これらの調整の背後にある論理を理解するために、私はこれらのブロックチェーンの一部の意思決定者と交流しました。彼らは、これらのチェーンの元々の手数料が低すぎたため、この価格帯では需要が相対的に弾力性がないと考えています。
この主張は具体的な状況には当てはまるかもしれませんが、普遍的には成立しません。
私は過去にEIP-1559の価格設定におけるランダム性を利用していくつかの研究を行ったことがあります。分析結果は、ガス需要の価格弾力性が約0.6から0.8の間であることを示しました。つまり、価格が10%上昇すると、需要量は6%から8%減少します。

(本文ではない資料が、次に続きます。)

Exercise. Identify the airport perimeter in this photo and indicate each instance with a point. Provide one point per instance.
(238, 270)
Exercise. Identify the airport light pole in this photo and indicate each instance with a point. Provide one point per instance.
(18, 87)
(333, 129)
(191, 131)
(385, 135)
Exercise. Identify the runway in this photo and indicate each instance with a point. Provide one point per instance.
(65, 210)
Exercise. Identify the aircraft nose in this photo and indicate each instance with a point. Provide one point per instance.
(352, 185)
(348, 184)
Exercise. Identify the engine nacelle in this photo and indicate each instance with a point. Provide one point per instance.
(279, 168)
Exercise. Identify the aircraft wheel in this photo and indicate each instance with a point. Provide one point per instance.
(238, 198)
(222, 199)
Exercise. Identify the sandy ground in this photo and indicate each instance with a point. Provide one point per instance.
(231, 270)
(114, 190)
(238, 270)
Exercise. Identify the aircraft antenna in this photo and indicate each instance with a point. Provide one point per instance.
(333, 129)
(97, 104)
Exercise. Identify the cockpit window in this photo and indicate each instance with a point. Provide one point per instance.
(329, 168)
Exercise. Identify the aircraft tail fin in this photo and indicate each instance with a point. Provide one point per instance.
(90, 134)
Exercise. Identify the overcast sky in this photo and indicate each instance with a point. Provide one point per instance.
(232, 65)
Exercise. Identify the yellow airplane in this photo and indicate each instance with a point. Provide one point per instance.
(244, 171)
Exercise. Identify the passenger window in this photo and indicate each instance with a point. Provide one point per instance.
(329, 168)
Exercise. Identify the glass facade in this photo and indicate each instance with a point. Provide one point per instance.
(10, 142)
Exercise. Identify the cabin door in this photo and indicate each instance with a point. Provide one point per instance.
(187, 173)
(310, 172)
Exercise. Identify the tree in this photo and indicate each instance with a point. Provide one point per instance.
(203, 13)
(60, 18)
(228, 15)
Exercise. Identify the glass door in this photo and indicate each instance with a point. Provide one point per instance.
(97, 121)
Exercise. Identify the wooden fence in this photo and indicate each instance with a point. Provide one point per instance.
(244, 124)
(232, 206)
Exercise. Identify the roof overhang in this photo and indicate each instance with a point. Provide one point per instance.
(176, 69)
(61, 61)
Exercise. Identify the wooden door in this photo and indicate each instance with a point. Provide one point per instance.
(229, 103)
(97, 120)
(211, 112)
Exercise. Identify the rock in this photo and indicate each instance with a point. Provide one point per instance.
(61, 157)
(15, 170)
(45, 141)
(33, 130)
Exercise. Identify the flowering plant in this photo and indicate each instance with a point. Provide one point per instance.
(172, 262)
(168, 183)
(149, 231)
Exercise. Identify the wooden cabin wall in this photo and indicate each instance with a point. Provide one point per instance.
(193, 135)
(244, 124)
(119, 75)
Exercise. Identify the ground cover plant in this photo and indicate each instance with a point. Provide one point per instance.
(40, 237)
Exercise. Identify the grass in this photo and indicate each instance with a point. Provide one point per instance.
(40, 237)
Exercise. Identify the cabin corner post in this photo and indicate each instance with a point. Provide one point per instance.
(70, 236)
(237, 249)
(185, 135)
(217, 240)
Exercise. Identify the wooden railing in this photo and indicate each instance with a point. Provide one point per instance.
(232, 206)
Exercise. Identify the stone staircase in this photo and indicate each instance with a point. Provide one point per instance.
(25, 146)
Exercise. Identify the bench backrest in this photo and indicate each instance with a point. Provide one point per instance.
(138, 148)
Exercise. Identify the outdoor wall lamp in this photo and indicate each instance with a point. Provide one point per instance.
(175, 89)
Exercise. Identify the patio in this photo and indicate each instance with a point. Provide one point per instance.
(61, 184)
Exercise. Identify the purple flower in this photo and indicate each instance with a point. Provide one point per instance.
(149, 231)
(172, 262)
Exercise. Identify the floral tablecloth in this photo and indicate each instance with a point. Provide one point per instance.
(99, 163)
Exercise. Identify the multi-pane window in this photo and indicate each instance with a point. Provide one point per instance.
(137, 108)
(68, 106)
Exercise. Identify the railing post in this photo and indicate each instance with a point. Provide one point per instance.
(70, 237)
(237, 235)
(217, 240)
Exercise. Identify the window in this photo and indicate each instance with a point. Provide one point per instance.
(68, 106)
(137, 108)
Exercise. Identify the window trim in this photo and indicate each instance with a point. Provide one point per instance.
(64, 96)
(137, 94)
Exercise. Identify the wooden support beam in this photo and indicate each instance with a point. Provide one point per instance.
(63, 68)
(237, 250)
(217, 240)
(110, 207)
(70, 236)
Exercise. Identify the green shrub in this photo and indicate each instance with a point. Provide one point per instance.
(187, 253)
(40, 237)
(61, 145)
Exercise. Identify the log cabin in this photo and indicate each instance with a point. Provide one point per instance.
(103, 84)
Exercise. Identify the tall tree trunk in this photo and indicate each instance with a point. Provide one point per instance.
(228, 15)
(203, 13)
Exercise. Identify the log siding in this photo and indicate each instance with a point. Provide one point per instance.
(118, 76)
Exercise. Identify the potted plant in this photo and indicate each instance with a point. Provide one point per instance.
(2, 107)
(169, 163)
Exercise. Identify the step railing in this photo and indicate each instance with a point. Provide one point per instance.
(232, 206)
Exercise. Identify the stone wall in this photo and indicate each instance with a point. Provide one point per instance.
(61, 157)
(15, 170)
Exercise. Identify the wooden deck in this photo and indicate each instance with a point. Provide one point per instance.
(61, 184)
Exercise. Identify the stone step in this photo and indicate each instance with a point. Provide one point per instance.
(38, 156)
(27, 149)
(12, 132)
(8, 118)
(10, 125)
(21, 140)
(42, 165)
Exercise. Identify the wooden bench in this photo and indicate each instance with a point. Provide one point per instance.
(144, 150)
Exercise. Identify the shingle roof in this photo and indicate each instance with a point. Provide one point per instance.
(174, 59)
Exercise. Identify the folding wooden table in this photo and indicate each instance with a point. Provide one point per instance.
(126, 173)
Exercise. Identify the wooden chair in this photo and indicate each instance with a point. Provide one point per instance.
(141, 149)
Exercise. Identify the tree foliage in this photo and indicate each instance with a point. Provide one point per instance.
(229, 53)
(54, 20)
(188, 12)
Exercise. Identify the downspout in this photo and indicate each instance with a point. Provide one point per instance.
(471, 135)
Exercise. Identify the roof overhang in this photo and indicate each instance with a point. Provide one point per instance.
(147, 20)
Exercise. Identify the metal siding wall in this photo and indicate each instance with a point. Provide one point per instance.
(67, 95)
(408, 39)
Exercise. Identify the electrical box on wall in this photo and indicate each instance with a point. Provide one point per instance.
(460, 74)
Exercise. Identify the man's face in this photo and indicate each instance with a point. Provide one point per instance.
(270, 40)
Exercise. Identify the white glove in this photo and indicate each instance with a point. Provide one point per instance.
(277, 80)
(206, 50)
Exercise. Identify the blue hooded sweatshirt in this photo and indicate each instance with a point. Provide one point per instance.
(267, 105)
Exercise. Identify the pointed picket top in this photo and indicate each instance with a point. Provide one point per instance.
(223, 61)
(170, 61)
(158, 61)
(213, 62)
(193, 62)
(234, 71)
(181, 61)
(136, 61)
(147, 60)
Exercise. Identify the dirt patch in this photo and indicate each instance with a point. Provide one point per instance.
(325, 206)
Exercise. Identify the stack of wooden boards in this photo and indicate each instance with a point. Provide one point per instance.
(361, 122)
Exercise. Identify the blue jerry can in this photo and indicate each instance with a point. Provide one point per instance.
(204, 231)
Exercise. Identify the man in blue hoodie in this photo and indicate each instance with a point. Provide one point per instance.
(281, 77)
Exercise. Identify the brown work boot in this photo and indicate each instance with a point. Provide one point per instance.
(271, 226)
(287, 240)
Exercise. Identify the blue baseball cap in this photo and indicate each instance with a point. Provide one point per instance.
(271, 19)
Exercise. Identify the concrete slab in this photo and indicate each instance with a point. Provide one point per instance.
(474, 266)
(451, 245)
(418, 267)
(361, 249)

さらに、これらのデータは価格の短期的な変動を反映しているだけで、アプリケーションがチェーン外に移動したり、アプリケーションがプログラムを最適化した後の全体的な影響は含まれていません。

したがって、統一料金はかなり不器用な収入ツールです。異なるタイプのチェーン上の取引は異なる支払い意欲を持っています。
小額のウォレット送金、大額のステーブルコイン送金、そして清算は、同じブロックスペースを占有するかもしれませんが、彼らが生み出す総残余は異なり、支払い意欲も異なります。

注:青い点は、同じ手数料支払い者がこの期間内に250件以上の取引を開始したことを示しており、これは彼らがボットである可能性が高く、したがって価格弾力性が高いことを意味します。ボットは通常、利益率が非常に低いため、価格が上昇すると、資源消費を大幅に減少させる傾向があります。
プロトコルは、支払い意欲が高い取引に対してより多くの手数料を徴収したいと考えています。手数料を計算することはこの方向への一歩ですが、まだ不十分です。
金融活動において、名目取引額は計算量よりも支払い意欲を反映することが多いです。これが取引所が通常、ベーシスポイントで手数料を徴収する理由でもあります。
トークンプログラムは、取引額に応じて料金を請求する方法を提供できます。トークン転送時に比例計算された小額の手数料を徴収するためにトークンプログラムを変更することができます。こうすることで、高価値の送金が低価値の送金と同じ計算リソースを使用しても、高価値の送金はより多くの手数料を支払う必要があります。